The people behind Light Factory Publications may be housebound as a result of the Corona (COVID-19) virus, but that doesn’t mean that nothing’s happening… far from it. This publication house is busy with a renovation.
This week Vicky Lum sent over ideas for the LFP logo and together we made a selection (see top left corner of the website for the horizontal version). Lum based her suggestions on an assortment of rubberstamps that have branded LFP publications in the past. The irregular typewriter font initials have been rubberstamped on small books, pamphlets and ‘zines for over 20 years. The letters originally came from a box of rubber stamps that was purchased in the 1990s from a benefit auction for the Heritage Arts Centre (Mid West Arts Council, Hamiota, Manitoba). The set had been donated by a retired schoolteacher who recalled using a month’s salary to purchase the box from a traveling salesman, sometime around the 1940s.

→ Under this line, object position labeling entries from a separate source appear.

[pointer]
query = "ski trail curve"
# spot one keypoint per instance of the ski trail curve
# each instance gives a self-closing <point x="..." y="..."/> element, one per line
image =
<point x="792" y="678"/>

A structural re-make of the LFP website has been underway for several weeks. Deanne Achong of goodyBank Design Studio is leading that work with a vault full of good ideas and inspirations. With Deanne’s work we are excited to present LFP’s new on-line home as a place to see titles from LFPs archive, access bosque brotante, the newest work in the Present Cartographers series, and soon access my own on-going project, Reading the Migration Library.
Although the rubberstamped identity hasn’t changed much since it marked (stamped) the back of very small editions of mail art items (mostly assembled hurriedly in the middle of the night before a submission deadline), LFP is an evolving enterprise. Over the years it has been characterized by its flexibility and adaptability. Around 2008 it was described this way,
Light Factory Publications is an itinerant production house that swings into action whenever the need for some swell, small edition multiples emerges. In its selection criteria it privileges projects that make obvious their reliance on collaborations or distribution between individuals over coffee or drinks. LFP relies on the handwork of anyone who needs a lesson or practice in book arts like binding and small publications.”
These days, LFP titles are usually constructed at commercial print shops, and there is less bartering of labour and talent in exchange for skill development and distribution. What remains the same is the way LFP focuses on collaborations with artists at all stages of practice; and the way it consistently features accessible and innovative approaches to artist book design, construction and distribution.